16 Feb 2011 | Capital Gains Tax
Prior to the current capital gains tax regime tax was only paid on the sale of assets that had been bought with the intention of selling them at a profit. Under this rule the scales were tipped heavily in favour of taxpayers. When the new capital gains tax system was introduced on September 20, 1985 the laws became more complicated, and the scales swung back in favour of the ATO.
Q. Up to 1974 two of my great Aunts jointly owned and lived in a house in inner city Perth. In 1974 one Aunt died and left me her half share in the house. The other Auntie continued to live in the house until 1989 and then moved to an old people’s home. The house remained empty. She died in 1995 and left me her half share of the house. If I sell the property what will I pay capital gains tax on?
A. The amount of capital gains tax payable when an inherited asset is sold depends on when the original owner purchased it, and when the seller inherited it. Where an asset was purchased by the deceased before September 20, 1985 the cost of the asset for tax purposes is the value at the date of death. For assets purchased by the deceased after September 1985 the cost is that paid by the deceased.
Assets inherited before September 1985 will not be assessed for capital gains taxed when sold. For assets inherited after that date capital gains tax is payable on the excess of the selling proceeds over the cost.
The exception to this is where a principle place of residence is inherited. If the house meets all of the exemption conditions the former principle place of residence can be sold and no tax is payable on the gain, if the settlement takes place within two years of the deceased’s death.
In your situation half of the house was inherited by you before September 1985 and no tax will be payable on half of the gain. For the other half you will need to get a valuation of the house at the date of death of your Auntie in 1995. As you will be selling the house more than two years after she died tax will be payable.
The amount of capital gains tax payable is calculated by deducting half of the value of the house in 1995 from half of the net proceeds you receive. If there have been costs related to the house that were not tax deductible since 1995, such as renovations or other costs if the property was not being rented, these can be added to the 1995 value.
Tax will be payable by you, at your relevant marginal rate of tax, on half of the gain you make.

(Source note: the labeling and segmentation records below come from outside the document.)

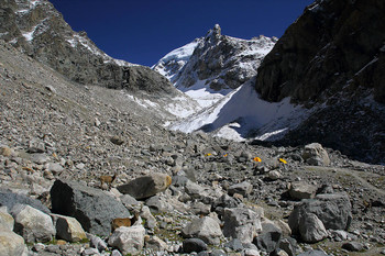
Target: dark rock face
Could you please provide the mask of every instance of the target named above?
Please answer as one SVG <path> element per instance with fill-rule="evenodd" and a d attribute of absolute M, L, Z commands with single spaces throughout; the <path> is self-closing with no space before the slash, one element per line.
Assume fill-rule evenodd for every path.
<path fill-rule="evenodd" d="M 113 59 L 100 51 L 87 33 L 74 32 L 47 0 L 0 2 L 0 38 L 68 79 L 114 89 L 175 93 L 167 79 L 157 73 Z"/>
<path fill-rule="evenodd" d="M 13 193 L 7 190 L 0 190 L 0 207 L 7 207 L 12 209 L 15 204 L 28 204 L 44 213 L 51 213 L 50 209 L 46 208 L 41 201 L 29 198 L 23 194 Z"/>
<path fill-rule="evenodd" d="M 74 216 L 92 234 L 109 235 L 113 219 L 130 216 L 127 208 L 114 198 L 75 181 L 56 180 L 51 199 L 54 213 Z"/>
<path fill-rule="evenodd" d="M 384 103 L 384 11 L 382 0 L 316 1 L 264 58 L 256 90 L 268 101 L 308 102 L 364 87 Z"/>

Given that this gain will more than likely be substantial you should seek professional advice to see if there are any steps you can take to reduce your amount of tax payable.
Q. We have one principal place of residence which is CGT free upon sale. What are CGT implications if I sold my back yard to a third party for development purposes?
A. When a principle place of residence is sub-divided a taxpayer is left with two assets. The first is the land and the home on it that retains the CGT exemption. The second is the new piece of land created by the sub-division. If you sold a piece of your backyard tax would be payable on the excess of cost of that piece of land and the proceeds you receive.